I recently headed off from Jaffrey, New Hampshire to Norfolk, Virgina and, along the way, came upon some sites of Antarctic interest. Before the mind becomes too hazy, herewith some "Low-Latitude" sites:
The American Philosophical Society (032) http://www.amphilsoc.org/ in Philadelphia at 105 South Fifth Street, founded in 1743 largely through the encouragement of Benjamin Franklin, is the country's oldest learned society, its members including most of the founders of the Republic and seemingly everyone of note since then (Audubon, Darwin, Edison, Pasteur, Einstein, Frost, and over 200 Nobel prize winners). Among the polar members: Nansen, Kane, Wilkes, Peale, Nordenskjold, Byrd and Stefansson. Antarctic material constitutes a minuscule amount of the Society's extensive collections, housed in Library Hall, but what's there is worth knowing about: Much on the Wilkes Expedition including numerous sketches by Titian Ramsay Peale, only one of which is identifiable as having been done in Antarctic waters (a tiny, not very impressive watercolor of a ship, perhaps the Flying Fish); the papers of Robert Cushman Murphy (Logbook for Grace, 1912-13; Operation Deep Freeze, 1960 journal); some Byrd items; and the papers of the Committee on South Polar Exploration, 1909-10 (Edwin Swift Balch, an APS member and author of Antarctica, 1902, was chairman). [See J. Stephen Catlett's "Supporting and preserving polar history: The American Philosophical Society and its collections," in Fram: The Journal of Polar Studies I (1984): pp 297-310.]

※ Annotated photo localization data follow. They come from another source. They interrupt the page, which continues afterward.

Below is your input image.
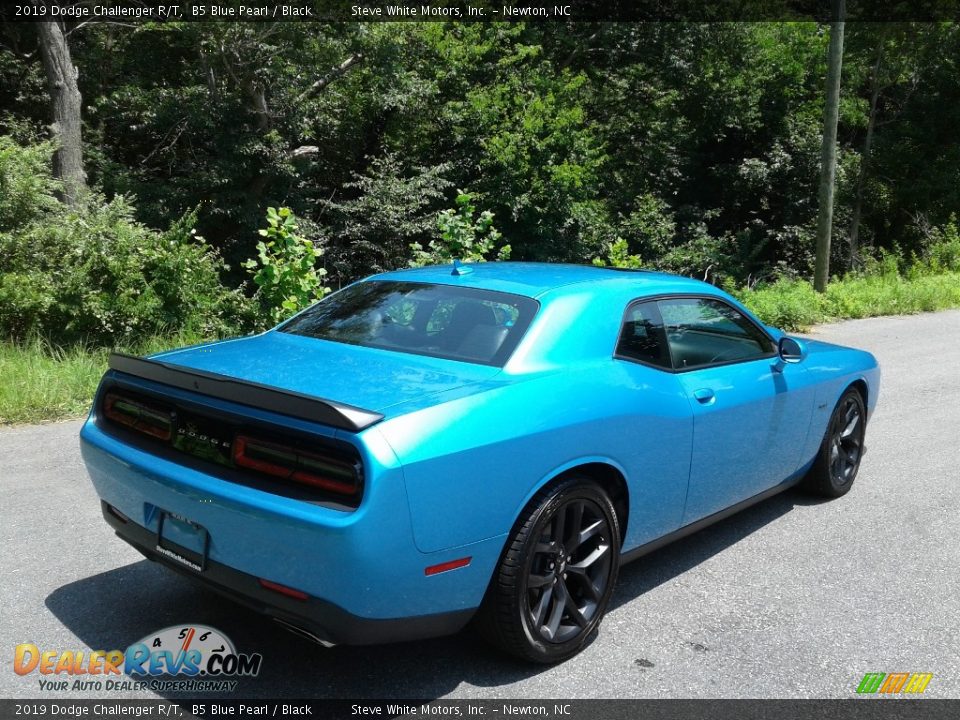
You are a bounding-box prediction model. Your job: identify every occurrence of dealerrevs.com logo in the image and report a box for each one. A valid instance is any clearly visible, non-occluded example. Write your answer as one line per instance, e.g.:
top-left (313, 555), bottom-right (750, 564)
top-left (856, 672), bottom-right (934, 695)
top-left (14, 625), bottom-right (262, 693)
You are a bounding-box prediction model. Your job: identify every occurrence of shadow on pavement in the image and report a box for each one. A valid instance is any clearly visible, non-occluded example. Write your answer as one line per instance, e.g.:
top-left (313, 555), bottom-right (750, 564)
top-left (45, 559), bottom-right (536, 700)
top-left (611, 487), bottom-right (820, 613)
top-left (46, 488), bottom-right (816, 699)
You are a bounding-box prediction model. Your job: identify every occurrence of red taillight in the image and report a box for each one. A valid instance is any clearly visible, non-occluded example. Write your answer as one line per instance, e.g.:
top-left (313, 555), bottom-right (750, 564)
top-left (258, 578), bottom-right (309, 601)
top-left (103, 392), bottom-right (174, 441)
top-left (232, 434), bottom-right (360, 497)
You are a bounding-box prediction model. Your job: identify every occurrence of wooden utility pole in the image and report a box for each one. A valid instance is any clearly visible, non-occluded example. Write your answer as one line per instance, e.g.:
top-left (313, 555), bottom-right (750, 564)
top-left (813, 0), bottom-right (846, 292)
top-left (36, 19), bottom-right (87, 206)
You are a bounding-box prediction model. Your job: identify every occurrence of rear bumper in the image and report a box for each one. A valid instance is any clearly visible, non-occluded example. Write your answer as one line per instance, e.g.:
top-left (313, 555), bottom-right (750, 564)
top-left (101, 501), bottom-right (473, 646)
top-left (80, 410), bottom-right (504, 644)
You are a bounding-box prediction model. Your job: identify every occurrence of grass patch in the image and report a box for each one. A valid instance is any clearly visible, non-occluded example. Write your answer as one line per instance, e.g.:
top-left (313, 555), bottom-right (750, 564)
top-left (0, 333), bottom-right (209, 425)
top-left (737, 271), bottom-right (960, 332)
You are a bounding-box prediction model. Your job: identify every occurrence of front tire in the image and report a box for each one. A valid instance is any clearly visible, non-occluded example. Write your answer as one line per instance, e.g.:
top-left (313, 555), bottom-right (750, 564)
top-left (477, 476), bottom-right (621, 663)
top-left (803, 387), bottom-right (867, 498)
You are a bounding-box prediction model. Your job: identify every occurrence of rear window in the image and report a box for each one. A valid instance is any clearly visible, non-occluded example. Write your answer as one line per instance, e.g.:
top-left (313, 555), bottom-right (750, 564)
top-left (279, 281), bottom-right (539, 366)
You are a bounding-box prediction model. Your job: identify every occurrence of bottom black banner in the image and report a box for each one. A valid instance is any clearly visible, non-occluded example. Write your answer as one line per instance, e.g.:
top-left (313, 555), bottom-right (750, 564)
top-left (2, 699), bottom-right (958, 720)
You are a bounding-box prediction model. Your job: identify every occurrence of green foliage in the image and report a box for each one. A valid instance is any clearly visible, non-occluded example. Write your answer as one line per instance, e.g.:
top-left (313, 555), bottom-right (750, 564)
top-left (0, 194), bottom-right (252, 345)
top-left (437, 32), bottom-right (607, 262)
top-left (7, 22), bottom-right (960, 422)
top-left (4, 20), bottom-right (952, 287)
top-left (736, 278), bottom-right (826, 331)
top-left (0, 138), bottom-right (252, 345)
top-left (243, 207), bottom-right (329, 325)
top-left (593, 238), bottom-right (645, 269)
top-left (0, 136), bottom-right (60, 232)
top-left (0, 337), bottom-right (108, 424)
top-left (859, 247), bottom-right (904, 279)
top-left (5, 24), bottom-right (960, 337)
top-left (617, 195), bottom-right (677, 260)
top-left (823, 272), bottom-right (960, 321)
top-left (918, 216), bottom-right (960, 273)
top-left (410, 191), bottom-right (511, 267)
top-left (323, 153), bottom-right (452, 280)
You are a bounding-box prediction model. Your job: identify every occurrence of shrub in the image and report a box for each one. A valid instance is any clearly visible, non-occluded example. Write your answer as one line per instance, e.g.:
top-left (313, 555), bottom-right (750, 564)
top-left (736, 278), bottom-right (827, 331)
top-left (823, 272), bottom-right (960, 318)
top-left (859, 247), bottom-right (903, 279)
top-left (0, 136), bottom-right (60, 232)
top-left (410, 190), bottom-right (511, 267)
top-left (593, 238), bottom-right (645, 269)
top-left (0, 192), bottom-right (253, 345)
top-left (243, 206), bottom-right (329, 325)
top-left (920, 216), bottom-right (960, 273)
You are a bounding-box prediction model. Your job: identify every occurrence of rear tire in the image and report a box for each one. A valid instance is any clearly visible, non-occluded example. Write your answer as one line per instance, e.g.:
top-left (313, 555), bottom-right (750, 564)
top-left (476, 476), bottom-right (621, 663)
top-left (802, 387), bottom-right (867, 498)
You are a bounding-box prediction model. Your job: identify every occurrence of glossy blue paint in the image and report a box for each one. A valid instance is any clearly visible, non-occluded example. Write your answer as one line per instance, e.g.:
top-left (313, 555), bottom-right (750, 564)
top-left (79, 262), bottom-right (880, 640)
top-left (149, 330), bottom-right (502, 415)
top-left (675, 357), bottom-right (816, 523)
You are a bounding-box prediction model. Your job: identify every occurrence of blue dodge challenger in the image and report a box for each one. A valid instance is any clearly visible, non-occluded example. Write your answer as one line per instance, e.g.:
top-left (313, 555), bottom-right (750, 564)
top-left (80, 262), bottom-right (879, 662)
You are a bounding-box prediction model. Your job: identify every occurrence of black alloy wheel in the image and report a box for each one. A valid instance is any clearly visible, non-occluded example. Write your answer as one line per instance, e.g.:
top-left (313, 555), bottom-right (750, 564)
top-left (829, 393), bottom-right (865, 485)
top-left (477, 476), bottom-right (621, 663)
top-left (804, 387), bottom-right (867, 498)
top-left (524, 497), bottom-right (614, 644)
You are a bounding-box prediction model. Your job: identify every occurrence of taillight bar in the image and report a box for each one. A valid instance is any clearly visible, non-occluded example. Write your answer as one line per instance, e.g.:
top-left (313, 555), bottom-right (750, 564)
top-left (233, 434), bottom-right (361, 497)
top-left (100, 389), bottom-right (362, 504)
top-left (103, 392), bottom-right (174, 441)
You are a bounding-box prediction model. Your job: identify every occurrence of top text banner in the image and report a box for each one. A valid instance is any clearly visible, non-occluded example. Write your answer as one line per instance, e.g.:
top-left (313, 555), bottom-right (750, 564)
top-left (5, 0), bottom-right (960, 22)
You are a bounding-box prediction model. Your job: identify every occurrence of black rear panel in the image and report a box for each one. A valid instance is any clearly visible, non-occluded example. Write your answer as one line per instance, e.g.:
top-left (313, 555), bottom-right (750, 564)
top-left (96, 374), bottom-right (364, 511)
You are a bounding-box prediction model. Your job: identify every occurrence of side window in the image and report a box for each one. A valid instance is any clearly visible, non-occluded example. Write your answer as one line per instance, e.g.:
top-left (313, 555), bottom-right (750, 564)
top-left (616, 301), bottom-right (671, 369)
top-left (658, 297), bottom-right (773, 370)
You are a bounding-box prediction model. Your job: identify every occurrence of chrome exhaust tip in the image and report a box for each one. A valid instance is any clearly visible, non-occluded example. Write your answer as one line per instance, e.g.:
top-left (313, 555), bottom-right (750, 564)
top-left (273, 618), bottom-right (336, 648)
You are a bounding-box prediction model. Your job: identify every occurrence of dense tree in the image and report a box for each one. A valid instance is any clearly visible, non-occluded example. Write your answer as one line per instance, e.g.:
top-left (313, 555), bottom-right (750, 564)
top-left (1, 20), bottom-right (957, 289)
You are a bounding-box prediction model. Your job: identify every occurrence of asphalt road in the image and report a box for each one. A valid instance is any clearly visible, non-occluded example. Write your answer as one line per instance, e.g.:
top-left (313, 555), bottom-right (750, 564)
top-left (2, 310), bottom-right (959, 701)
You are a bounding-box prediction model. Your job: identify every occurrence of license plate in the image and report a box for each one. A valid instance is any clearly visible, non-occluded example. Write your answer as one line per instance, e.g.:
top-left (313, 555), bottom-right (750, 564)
top-left (156, 511), bottom-right (209, 573)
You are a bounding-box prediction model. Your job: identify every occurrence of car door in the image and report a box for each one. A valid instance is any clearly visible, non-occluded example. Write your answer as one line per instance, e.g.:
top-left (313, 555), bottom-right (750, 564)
top-left (657, 296), bottom-right (815, 524)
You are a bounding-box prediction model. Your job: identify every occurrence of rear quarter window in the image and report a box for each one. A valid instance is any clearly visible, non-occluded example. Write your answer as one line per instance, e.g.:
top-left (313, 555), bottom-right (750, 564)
top-left (616, 301), bottom-right (671, 369)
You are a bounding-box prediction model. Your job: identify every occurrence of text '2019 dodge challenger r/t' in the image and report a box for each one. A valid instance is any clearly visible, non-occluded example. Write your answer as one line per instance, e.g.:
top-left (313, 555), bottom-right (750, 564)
top-left (80, 262), bottom-right (879, 663)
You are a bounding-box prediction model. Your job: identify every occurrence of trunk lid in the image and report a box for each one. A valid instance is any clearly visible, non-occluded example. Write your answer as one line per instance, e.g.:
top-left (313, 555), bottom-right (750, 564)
top-left (149, 330), bottom-right (501, 417)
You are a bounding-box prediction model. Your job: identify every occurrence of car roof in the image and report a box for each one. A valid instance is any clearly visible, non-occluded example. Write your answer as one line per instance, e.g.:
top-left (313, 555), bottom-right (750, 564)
top-left (369, 262), bottom-right (713, 299)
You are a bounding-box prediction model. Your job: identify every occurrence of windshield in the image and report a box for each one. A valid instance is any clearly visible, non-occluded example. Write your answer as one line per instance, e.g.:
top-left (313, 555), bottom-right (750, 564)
top-left (279, 281), bottom-right (539, 366)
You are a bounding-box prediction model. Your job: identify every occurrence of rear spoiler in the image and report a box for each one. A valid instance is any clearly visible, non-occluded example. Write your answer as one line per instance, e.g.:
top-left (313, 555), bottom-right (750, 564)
top-left (107, 353), bottom-right (384, 432)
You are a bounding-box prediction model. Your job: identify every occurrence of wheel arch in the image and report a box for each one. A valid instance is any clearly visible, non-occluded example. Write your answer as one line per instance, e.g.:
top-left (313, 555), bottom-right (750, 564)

Back in Episode 47 I noted the final Philadelphia resting spot of Richard Fanning Loper, Nathaniel Brown Palmer's second mate on the Hero. Born in Stonington, Connecticut in 1799, he died in Brooklyn, New York on the 7th of November 1880 and was buried in a family vault in the churchyard at Old St Paul's (251), Third Street below Walnut, only a block or two from the American Philosophical Society. Today, the church--deconsecrated and renovated--serves as the offices of Episcopal Community Services. Easily found a few paces south of the side entrance is the "vault," a large marble slab, set horizontally just above ground level. Just readable is the inscription: "R. F. Loper's Family Vault." Why Philadelphia, you might ask? His wife, Margaret "Marnie" Baird Loper was of a well-to-do Philadelphia mercantile family, and much of his business life was spent there. He was a warden of St Paul's. [My thanks again to Mary Thacher of Stonington for this added piece of information.]